我有一串我希望根据长度排序的单词。有些单词不止一次重复,所以我使用HashMap返回单词及其计数:
Map<String, Integer> map = new HashMap<String, Integer>();
for (String s : fragments) {
if (map.containsKey(s)) {
map.put(s, map.get(s) + 1);
} else {
map.put(s, 1);
}
}
如何使用它来返回每个单词的长度并将它们从最长到最短排序?
编辑: 例如,如果输入是字符串
"From the torrent, or the fountain,From the red cliff of the mountain"
我做了一个简单的循环:
for (int i = 0; i < fragments.length; i++) {
System.out.println(fragments[i]+" " +fragments[i].length());
}
输出为:(完全输出re:@Pshemo)
from 4
the 3
or 2
the 3
the 3
red 3
cliff 5
of 2
the 3
mountain 8
等等。它没有被排序,每次看到这个单词时都会重复“the”这样的单词。我想不重复重复,并将单词从最长到最短排序。
我想要的输出应该是:
mountain 8
cliff 5
from 4
the 3
red 3
of 2
or 2
答案 0 :(得分:2)
使用自定义比较器:
public static void main(String[] args) {
String phrase = "From the torrent, or the fountain, From the red cliff of the mountain";
//or whatever method of getting the individual words you want.
//I just chose StringTokenizer (obviously)

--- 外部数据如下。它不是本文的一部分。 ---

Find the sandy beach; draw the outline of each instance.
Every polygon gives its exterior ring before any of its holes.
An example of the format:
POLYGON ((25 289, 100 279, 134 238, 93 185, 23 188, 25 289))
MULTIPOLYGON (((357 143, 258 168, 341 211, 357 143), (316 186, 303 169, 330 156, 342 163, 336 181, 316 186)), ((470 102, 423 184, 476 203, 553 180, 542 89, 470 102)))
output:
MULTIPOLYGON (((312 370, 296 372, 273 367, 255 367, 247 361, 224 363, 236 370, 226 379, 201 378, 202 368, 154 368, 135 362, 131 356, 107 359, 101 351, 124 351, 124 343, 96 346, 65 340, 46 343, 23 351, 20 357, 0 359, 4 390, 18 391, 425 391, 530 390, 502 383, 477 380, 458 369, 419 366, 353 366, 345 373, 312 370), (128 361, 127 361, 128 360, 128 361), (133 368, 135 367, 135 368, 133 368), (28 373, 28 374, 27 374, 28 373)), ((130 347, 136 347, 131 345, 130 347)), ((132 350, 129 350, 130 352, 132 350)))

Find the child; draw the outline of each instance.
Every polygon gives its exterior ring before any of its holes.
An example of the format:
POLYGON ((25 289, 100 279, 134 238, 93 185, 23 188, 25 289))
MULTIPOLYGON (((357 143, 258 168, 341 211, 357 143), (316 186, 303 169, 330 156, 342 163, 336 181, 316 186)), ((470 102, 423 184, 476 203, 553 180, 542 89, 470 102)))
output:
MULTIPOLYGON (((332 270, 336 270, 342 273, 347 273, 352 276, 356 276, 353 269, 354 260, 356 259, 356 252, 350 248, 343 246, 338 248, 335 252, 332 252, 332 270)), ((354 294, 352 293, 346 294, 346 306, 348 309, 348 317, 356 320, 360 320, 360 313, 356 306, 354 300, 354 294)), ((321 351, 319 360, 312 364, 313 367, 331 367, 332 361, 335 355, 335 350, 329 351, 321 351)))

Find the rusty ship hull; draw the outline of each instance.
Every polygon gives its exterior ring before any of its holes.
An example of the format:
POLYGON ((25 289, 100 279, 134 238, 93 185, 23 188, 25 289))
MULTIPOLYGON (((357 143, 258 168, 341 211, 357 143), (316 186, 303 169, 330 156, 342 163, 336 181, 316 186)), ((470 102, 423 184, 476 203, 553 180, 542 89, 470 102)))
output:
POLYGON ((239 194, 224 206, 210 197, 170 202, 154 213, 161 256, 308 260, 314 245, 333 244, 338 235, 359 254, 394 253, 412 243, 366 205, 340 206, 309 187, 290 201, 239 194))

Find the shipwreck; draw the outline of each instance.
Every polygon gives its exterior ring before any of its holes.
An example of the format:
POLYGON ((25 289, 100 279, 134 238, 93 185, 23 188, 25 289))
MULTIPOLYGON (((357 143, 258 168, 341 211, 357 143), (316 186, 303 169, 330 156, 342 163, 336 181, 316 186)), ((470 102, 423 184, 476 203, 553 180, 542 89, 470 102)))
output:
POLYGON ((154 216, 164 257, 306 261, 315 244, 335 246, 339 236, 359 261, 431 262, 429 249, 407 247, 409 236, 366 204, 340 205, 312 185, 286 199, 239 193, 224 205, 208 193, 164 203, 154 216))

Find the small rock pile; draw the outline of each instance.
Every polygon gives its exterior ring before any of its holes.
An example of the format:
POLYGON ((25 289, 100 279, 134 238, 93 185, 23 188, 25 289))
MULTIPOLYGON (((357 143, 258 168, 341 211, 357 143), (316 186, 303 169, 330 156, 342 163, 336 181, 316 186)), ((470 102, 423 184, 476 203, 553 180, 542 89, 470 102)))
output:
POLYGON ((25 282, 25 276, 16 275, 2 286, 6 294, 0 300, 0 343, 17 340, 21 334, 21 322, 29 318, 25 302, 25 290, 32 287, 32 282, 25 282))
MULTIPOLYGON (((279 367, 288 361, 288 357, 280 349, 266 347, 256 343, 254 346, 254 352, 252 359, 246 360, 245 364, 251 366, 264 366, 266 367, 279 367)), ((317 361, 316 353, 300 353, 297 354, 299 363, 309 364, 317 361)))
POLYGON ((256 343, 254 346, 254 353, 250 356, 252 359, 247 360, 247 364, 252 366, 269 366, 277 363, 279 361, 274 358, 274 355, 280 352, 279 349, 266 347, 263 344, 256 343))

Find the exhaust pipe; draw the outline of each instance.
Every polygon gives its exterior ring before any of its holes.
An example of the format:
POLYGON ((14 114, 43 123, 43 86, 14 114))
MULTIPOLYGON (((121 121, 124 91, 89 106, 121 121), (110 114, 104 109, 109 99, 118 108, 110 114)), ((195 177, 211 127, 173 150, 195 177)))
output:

StringTokenizer st = new StringTokenizer(phrase, " ,");
TreeSet<String> ts = new TreeSet<>(new Comparator<String>() {
@Override
public int compare(String s1, String s2) {
int retVal = Integer.compare(s1.length(), s2.length());
if(retVal == 0){
retVal = s1.compareTo(s2);
}
return retVal;
}
});
while(st.hasMoreTokens()){
ts.add(st.nextToken());
}
for(String s : ts.descendingSet()){
System.out.println(s + " " + s.length());
}
}
它甚至可以按字母顺序排列相同长度的单词: - )